Ms Jean Wee, the director of NHB's PSM division, said the Padang has been a gathering point for the people of Singapore since the 1800s.
During the colonial period, Chinese New Year, royal birthdays, jubilees and coronations, and occasionally Thaipusam were commemorated at the green space with displays of fireworks.
People also converged on its grounds to witness key historical milestones such as the victory parade on September 12, 1945 which celebrated the formal surrender of the Japanese in Singapore at the end of the Second World War.
A national monument gazette is the highest form of recognition for a structure or site's significance. Evaluation factors include its historical, architectural and social importance to Singapore's built heritage.
With the gazette, NHB noted that the character and appearance of the Padang, as a key green area and open space within the city, will be preserved for future generations.
Approximately 4.3ha, the Padang, which is state land, is about the size of five football fields.
NHB added that both gazettes will not change the current use of the site and structures.
NHB said the trio of bridges were gazetted as they are the most architecturally significant of the 14 bridges that span the Singapore River.

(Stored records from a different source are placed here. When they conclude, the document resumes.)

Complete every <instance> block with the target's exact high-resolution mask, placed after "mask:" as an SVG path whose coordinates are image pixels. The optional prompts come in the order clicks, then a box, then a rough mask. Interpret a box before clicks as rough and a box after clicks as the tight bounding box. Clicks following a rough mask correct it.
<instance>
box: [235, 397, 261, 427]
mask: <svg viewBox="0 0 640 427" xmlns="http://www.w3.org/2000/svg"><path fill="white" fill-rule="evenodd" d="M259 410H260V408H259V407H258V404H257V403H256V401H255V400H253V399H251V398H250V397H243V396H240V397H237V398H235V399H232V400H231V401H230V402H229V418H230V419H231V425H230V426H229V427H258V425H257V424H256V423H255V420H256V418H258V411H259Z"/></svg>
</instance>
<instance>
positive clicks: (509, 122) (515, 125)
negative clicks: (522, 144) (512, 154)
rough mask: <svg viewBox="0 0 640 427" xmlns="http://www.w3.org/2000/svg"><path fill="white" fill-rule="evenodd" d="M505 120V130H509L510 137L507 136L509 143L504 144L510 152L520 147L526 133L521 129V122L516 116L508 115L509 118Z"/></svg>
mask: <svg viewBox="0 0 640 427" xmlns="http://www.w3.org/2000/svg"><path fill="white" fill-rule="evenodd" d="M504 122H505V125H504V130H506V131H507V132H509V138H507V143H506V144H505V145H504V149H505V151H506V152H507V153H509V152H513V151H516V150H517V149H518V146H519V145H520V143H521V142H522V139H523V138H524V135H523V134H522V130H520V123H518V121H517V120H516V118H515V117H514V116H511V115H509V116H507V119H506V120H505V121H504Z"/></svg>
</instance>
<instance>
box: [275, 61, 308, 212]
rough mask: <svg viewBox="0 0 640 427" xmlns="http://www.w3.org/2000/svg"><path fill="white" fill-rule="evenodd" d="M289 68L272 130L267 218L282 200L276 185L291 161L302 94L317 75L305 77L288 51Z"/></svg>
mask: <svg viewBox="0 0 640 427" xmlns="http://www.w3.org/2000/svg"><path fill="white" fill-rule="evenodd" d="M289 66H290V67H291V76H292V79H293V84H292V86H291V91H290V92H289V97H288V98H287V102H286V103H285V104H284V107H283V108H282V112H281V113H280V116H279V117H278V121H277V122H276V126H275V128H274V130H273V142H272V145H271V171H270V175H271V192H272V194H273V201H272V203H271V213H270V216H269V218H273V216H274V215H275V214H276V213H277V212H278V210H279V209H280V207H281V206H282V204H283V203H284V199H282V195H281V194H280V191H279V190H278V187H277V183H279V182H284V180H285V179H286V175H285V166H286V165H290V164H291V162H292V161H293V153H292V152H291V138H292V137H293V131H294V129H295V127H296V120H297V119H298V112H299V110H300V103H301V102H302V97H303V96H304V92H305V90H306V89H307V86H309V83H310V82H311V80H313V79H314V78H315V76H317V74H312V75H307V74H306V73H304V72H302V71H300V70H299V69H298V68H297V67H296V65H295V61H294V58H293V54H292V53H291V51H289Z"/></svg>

DPM Heng further noted that the bridges reflect Singapore’s growth as a flourishing city as well as a trading port.
“They speak about our link to the rest of the world”, he said.
Located at the historic mouth of the Singapore River, the bridges symbolically connected Singapore with the world as they facilitated trade and transport links that were essential for the growth of the island in the 19th century, it said.
Additionally, the bridges eliminated the need for boatmen to ferry passengers across the river as they helped link the south bank with the north. This was critical in connecting the mercantile and commercial side with government offices located on the north bank of the river, it added.
Furthermore, they collectively highlight the relationship of trade and collaboration between Great Britain and her colonies, having been each manufactured in Britain before being shipped to Singapore.